As a young boy, John Kirkwood saw his grandfather as a gruff old man.
But he soon learned George Kirkwood should more accurately be remembered as one of the unsung heroes in Australia’s worst mining disaster.
The retired third-generation miner says his grandfather risked his life to save five workmates from deadly methane gas after a massive explosion ripped through Mount Kembla Mine on the afternoon of 31 July, 1902, killing 96 men and boys, and numerous pit ponies.
“It was well before I was born but my father told me George rarely spoke about that day again, and he never sought any recognition for his bravery,” John says.
The explosion happened when a large section of unsupported roof collapsed with force a few kilometres into the mine.
It produced odourless carbon monoxide gas that filled the tunnels and accounted for more deaths than the explosion itself.
Despite the intensity of the explosion that shot smoke and fire out of the mine entrance, the noise was muffled underground, so many miners in other sections of the mine just kept working.
But the gravity of that bang soon became evident with the realisation clusters of surviving miners were trapped in different pockets of the mine.
“My grandfather was a deputy at the time and he was working in a section away from the blast, but he knew where to go and how to get there to help the men in trouble,” John recalls.

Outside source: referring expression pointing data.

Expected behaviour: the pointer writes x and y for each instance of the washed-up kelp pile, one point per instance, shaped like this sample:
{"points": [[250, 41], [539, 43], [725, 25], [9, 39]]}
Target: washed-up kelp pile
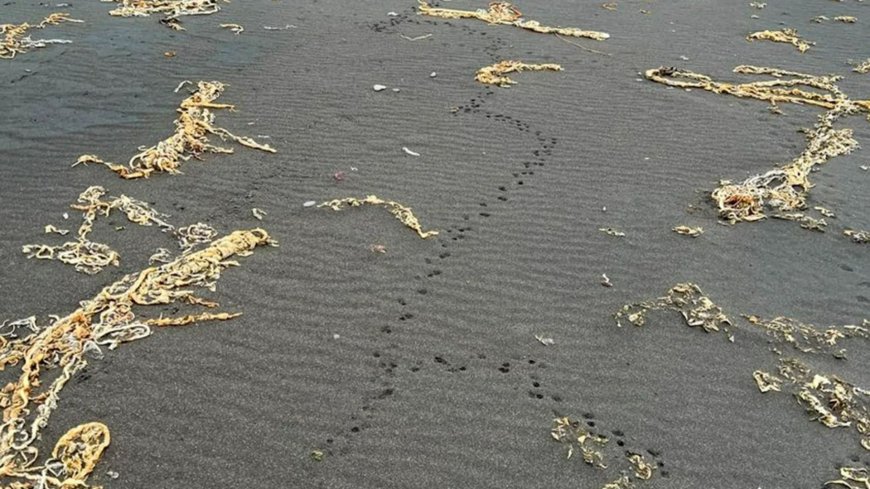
{"points": [[88, 256], [507, 14], [92, 257], [788, 36], [828, 399], [497, 74], [401, 212], [783, 190], [170, 9], [689, 300], [50, 355], [807, 338], [593, 448], [194, 124], [15, 39]]}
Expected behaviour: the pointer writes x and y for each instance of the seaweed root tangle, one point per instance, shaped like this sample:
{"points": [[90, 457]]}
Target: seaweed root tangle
{"points": [[401, 212], [496, 74], [783, 189], [14, 41], [48, 356], [505, 13], [192, 127]]}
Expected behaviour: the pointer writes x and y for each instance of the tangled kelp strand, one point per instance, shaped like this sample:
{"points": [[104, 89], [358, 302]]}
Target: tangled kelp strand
{"points": [[828, 399], [689, 231], [190, 236], [401, 212], [14, 39], [857, 236], [88, 256], [194, 123], [808, 338], [783, 189], [171, 9], [689, 300], [787, 35], [850, 477], [58, 350], [506, 13], [496, 74], [591, 447]]}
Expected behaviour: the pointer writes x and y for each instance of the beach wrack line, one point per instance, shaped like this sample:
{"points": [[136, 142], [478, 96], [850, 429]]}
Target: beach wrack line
{"points": [[505, 13], [194, 124], [399, 211], [496, 74]]}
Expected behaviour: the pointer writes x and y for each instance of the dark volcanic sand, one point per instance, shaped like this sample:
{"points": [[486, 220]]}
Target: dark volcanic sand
{"points": [[436, 379]]}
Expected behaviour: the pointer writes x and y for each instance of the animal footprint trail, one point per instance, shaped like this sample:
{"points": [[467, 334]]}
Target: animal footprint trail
{"points": [[49, 355], [194, 124]]}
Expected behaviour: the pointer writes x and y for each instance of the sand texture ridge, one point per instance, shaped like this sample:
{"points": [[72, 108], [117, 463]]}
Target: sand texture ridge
{"points": [[643, 268]]}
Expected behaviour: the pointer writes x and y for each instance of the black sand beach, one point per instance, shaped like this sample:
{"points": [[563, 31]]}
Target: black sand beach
{"points": [[419, 367]]}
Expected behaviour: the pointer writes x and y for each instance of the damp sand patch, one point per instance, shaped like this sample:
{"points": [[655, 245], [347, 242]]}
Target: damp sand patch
{"points": [[47, 356], [195, 123]]}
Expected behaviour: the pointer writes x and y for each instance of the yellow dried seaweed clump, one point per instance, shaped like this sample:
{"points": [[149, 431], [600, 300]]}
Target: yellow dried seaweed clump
{"points": [[14, 39], [88, 256], [496, 74], [783, 189], [506, 13], [49, 355], [789, 36], [828, 399], [171, 9], [401, 212], [194, 124], [689, 300]]}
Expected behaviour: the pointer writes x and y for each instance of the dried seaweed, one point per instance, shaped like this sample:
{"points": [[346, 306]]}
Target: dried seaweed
{"points": [[828, 399], [576, 438], [14, 39], [170, 9], [857, 236], [783, 189], [807, 338], [686, 298], [88, 256], [496, 74], [507, 14], [59, 350], [591, 447], [789, 36], [851, 477], [689, 231], [192, 127], [612, 232], [190, 236], [401, 212]]}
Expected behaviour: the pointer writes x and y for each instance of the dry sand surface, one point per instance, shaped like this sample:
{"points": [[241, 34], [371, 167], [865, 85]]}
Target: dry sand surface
{"points": [[419, 367]]}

“He skirted around the mine to reach a group of men who were dazed but still alive and he managed to lead five of them out away from the gas and through a small opening facing the escarpment.
“His only regret was that some chose to stay and follow a different path which led straight into the poisonous gas.”

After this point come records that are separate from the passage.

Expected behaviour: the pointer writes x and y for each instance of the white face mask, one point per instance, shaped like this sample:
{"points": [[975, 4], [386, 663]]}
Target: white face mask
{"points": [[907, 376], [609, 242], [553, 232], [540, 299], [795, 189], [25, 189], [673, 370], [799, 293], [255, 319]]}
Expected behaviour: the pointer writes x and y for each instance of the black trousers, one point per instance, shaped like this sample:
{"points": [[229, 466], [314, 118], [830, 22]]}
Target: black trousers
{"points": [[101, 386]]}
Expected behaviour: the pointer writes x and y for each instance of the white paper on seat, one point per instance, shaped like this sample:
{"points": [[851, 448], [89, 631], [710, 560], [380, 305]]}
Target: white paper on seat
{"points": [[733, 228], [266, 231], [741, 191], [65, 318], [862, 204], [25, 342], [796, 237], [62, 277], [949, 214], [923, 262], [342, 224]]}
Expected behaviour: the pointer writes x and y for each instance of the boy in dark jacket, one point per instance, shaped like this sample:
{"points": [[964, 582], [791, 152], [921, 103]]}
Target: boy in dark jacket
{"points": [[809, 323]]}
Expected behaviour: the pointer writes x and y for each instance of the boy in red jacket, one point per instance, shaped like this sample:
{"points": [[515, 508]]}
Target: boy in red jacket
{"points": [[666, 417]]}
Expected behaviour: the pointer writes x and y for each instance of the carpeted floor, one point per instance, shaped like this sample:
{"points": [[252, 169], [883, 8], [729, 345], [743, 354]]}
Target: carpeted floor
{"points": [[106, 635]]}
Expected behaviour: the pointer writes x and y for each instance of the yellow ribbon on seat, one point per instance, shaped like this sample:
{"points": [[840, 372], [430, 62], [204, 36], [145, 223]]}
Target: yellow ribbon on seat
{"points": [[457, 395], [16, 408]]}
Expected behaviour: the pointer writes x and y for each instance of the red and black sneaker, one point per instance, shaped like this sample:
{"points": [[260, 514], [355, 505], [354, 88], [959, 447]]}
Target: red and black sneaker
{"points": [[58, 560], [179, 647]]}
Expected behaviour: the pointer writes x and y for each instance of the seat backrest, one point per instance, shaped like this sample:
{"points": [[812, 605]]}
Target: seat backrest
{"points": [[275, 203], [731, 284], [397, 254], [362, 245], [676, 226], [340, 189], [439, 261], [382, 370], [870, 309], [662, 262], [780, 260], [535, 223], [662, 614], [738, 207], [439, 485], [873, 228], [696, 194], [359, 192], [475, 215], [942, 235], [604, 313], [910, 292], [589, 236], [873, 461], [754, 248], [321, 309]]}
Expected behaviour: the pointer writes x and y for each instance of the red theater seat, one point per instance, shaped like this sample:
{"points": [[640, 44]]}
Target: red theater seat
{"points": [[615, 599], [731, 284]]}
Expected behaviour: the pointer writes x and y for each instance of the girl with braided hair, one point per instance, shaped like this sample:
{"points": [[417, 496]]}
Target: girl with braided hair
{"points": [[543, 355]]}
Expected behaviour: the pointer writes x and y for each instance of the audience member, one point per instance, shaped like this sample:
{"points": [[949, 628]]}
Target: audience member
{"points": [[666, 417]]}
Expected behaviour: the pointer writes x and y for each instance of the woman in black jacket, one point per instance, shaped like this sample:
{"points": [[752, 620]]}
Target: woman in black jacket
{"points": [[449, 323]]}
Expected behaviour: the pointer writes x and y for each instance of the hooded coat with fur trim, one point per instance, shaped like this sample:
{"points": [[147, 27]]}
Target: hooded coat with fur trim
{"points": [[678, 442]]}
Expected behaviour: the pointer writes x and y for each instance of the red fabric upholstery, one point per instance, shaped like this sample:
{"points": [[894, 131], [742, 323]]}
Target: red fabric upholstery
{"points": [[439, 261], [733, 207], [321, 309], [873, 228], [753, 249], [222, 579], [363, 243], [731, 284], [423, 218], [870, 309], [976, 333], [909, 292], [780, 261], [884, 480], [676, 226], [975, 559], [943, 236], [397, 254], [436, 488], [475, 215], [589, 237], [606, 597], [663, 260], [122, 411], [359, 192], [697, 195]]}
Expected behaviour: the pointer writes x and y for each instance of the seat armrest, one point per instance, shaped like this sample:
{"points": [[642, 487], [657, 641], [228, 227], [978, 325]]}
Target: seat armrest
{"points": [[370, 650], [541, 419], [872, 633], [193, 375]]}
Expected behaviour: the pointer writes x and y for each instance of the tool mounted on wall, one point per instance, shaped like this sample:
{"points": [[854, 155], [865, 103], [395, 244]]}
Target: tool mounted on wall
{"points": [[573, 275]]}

During the aftermath, mine management denied accusations of safety failures, but the subsequent inquest found the mine had been both gassy and dusty, which caused the explosion.

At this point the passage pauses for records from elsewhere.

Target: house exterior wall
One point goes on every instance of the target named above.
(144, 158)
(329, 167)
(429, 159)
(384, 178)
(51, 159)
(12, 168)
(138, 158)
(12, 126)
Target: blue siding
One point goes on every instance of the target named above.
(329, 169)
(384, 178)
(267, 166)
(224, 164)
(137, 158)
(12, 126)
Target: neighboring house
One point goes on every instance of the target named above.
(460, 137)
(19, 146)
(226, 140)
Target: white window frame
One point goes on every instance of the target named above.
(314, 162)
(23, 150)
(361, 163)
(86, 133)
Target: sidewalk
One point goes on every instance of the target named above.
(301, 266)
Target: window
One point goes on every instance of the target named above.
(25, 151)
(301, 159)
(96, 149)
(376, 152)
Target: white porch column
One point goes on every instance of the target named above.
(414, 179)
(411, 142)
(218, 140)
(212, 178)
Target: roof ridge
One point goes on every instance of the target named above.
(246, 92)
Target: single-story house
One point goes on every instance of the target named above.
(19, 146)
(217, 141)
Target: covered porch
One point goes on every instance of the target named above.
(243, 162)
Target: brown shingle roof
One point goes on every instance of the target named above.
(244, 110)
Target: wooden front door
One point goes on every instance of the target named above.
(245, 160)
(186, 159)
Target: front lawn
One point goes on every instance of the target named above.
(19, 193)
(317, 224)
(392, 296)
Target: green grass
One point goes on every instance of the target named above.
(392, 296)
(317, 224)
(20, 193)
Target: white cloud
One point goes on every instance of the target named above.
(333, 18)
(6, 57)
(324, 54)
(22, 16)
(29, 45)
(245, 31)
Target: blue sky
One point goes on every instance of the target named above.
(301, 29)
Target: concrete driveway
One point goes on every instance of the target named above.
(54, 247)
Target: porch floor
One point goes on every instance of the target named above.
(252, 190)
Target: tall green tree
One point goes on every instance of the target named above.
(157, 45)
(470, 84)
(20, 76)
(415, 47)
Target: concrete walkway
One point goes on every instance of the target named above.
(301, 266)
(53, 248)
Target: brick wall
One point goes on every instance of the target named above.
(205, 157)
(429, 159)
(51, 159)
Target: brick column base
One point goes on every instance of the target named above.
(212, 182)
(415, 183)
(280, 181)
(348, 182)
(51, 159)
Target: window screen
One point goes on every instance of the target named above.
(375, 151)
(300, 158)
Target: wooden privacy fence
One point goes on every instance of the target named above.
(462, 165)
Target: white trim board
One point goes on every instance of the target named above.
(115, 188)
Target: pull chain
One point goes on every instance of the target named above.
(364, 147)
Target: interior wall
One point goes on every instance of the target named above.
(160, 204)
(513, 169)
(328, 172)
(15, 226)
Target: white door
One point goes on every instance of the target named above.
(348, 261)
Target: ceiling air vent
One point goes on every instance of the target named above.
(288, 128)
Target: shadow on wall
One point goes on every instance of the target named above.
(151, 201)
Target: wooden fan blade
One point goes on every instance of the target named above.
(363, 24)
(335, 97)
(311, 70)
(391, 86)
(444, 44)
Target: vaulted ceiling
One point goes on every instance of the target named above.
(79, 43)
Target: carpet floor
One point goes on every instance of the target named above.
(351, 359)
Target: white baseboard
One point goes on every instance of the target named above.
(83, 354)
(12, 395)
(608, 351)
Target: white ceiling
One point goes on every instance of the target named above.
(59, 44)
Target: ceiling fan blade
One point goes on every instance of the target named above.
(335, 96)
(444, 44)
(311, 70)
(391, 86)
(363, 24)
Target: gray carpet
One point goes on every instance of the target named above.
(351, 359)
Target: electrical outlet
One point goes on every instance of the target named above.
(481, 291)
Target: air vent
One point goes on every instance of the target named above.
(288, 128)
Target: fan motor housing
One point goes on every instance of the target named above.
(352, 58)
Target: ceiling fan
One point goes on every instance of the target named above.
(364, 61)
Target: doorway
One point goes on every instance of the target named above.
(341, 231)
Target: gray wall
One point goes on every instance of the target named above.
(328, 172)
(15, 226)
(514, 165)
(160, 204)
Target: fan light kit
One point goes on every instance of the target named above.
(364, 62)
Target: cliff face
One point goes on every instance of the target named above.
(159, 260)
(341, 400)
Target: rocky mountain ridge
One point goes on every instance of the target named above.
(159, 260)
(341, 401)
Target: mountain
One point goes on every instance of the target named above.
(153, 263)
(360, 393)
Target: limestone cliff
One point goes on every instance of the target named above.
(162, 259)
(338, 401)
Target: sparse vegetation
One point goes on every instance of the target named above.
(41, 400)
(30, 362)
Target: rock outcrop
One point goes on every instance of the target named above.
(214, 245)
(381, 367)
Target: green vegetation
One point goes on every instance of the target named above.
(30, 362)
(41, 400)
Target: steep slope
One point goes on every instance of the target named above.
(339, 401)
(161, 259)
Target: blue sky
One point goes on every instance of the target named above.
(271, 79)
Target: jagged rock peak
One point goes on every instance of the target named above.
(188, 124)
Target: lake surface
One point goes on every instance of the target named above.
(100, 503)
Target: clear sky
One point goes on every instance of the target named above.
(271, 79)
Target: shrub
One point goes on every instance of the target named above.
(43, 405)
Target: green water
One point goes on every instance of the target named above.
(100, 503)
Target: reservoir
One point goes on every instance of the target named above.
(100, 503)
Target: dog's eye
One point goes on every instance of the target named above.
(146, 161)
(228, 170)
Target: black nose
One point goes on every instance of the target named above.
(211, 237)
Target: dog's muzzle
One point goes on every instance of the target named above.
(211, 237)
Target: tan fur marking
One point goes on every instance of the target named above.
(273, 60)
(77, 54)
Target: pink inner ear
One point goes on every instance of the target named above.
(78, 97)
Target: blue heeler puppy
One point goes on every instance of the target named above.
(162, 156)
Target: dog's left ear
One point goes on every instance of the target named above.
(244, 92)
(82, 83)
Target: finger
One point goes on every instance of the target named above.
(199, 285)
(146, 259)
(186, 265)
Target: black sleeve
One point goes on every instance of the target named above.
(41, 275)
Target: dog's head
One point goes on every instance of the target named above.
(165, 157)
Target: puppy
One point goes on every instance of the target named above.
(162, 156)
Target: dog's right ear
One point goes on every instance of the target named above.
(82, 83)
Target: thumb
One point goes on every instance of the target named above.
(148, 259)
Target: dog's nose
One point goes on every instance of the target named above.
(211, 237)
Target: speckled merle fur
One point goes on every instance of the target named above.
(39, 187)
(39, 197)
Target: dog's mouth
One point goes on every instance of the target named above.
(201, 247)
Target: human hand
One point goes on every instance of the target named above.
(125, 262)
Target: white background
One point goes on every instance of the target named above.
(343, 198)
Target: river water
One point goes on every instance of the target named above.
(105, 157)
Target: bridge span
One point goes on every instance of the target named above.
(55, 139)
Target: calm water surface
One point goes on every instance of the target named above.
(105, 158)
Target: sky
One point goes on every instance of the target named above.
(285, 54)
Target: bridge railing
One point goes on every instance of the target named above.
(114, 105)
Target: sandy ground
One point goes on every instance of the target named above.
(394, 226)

It also found carbon monoxide poisoning produced by the explosion was the main cause of death.
A three-month royal commission the following year in 1903 confirmed the gas and coal-dust theory, and recommended miners replace naked flame lamps with safety lamps, but that was not widely implemented until the 1940s.
“I remember George as a cranky old bugger,” says John. “He put stinging nettles around the fruit trees so us kids couldn’t eat his peaches,” he adds with a laugh.
But over the years, John developed a tremendous respect for his grandfather’s bravery and cool head that horror-filled day, and for his strength of character displayed throughout his life.
“George rode his horse for three months from Ipswich to Mount Kembla in the late 1890s after the mine he worked in closed down,” he says.
“The fact my grandfather went back into the Mount Kembla Mine just weeks after the explosion might sound crazy, but what else could the men and boys back then do because there wasn’t much work around. And most, like George, had large families to feed.”
Life limped on in the village, but with so many widows and fatherless children the following decades were tough.
“A lot of the families suffered multiple losses because boys as young as 14 often joined their fathers in the mines,” says John.
“The tough years continued for decades, and to this day I still remember the funny looking horn my grandmother and other villagers used as a hearing aid because the intensity of the explosion had burst their eardrums.”
John was only five when his grandfather died, but like the rest of the Kirkwood clan, he will attend the remembrance ceremony at Windy Gully on Monday night (31 July) to light a candle in George’s memory.